VLA photocatalysts: Visible Light Active Photocatalyst Materials for Solar Water Purification
The increase of harmful algal blooms by cyanobacteria (Cyano-HABs) in estuaries and freshwater aquatic systems around the world is a major global problem. Cyano-HABs produce and release a variety of cyanobacterial toxins (cyanotoxins) (i.e., hepatotoxins, dermatotoxins, neurotoxins) with extremely high toxicity. The presence of high concentrations of harmful cyanotoxins in aquatic systems that serve or could potentially serve as sources of drinking water supply is a serious threat to human and environmental health. Conventional water treatment technologies are not wholly effective for the removal of these highly toxic naturally occurring toxic organic compounds and there is a critical need to develop new technologies which can effectively remove cyanotoxins from water. This project will be aligned with our project funded under the US-Ireland R&D initiative, which aims to develop a solar driven advanced oxidation technology (AOT) as a viable solution to the problem of cyanotoxin contamination in water. Photocatalysis is an AOT which utilizes lightactivated semiconductors to drive redox processes in water, leading to the destruction of organic pollutants and the inactivation of microorganisms. Titanium dioxide (TiO2) is the most suitable photocatalyst for water treatment; however, it requires UV excitation meaning that only 4% of the solar spectrum can be utilized. The development of visible light active (VLA) photocatalyst materials would be a major step forward towards the effective utilization of solar energy for the treatment of polluted water.
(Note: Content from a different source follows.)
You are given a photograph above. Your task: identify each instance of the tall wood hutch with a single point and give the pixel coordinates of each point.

Non-metal doped visible light activated (VLA) TiO2 materials are especially promising because they are strong visible-light absorbers and readily sensitize the formation of reactive oxygen species (ROS), which are known to degrade toxic organic pollutants. At present, the chemistry of organic substrates in the presence of irradiated VLA TiO2 is not well understood. This gap in the knowledge base is a critical problem, because it prevents the optimization of these systems for water treatment applications.
Objectives:
(1) Synthesize, characterize and optimize new VLA TiO2 photocatalysts that will be evaluated for the destruction of cyanotoxins in water, (2) Investigate the photoelectrochemical response of VLA TiO2 photocatalysts,
This project will offer the opportunity for the student to spend time working with our project partners in the USA and Dublin.
Personnel Involved
First Supervisor: Byrne, J Dr
Second Supervisor: McLaughlin, JAD Prof
Collaboration: This project does not involve collaboration with another establishment
Synopsis:
The increase of harmful algal blooms by cyanobacteria (Cyano-HABs) in estuaries and freshwater aquatic systems around the world is a major global problem. Cyano-HABs produce and release a variety of cyanobacterial toxins (cyanotoxins) (i.e., hepatotoxins, dermatotoxins, neurotoxins) with extremely high toxicity. Photocatalysis utilizes lightactivated semiconductors to drive redox processes in water, leading to the destruction of organic pollutants and the inactivation of microorganisms. The development of visible light active (VLA) photocatalyst materials would be a major step forward towards the effective utilization of solar energy for the treatment of polluted water.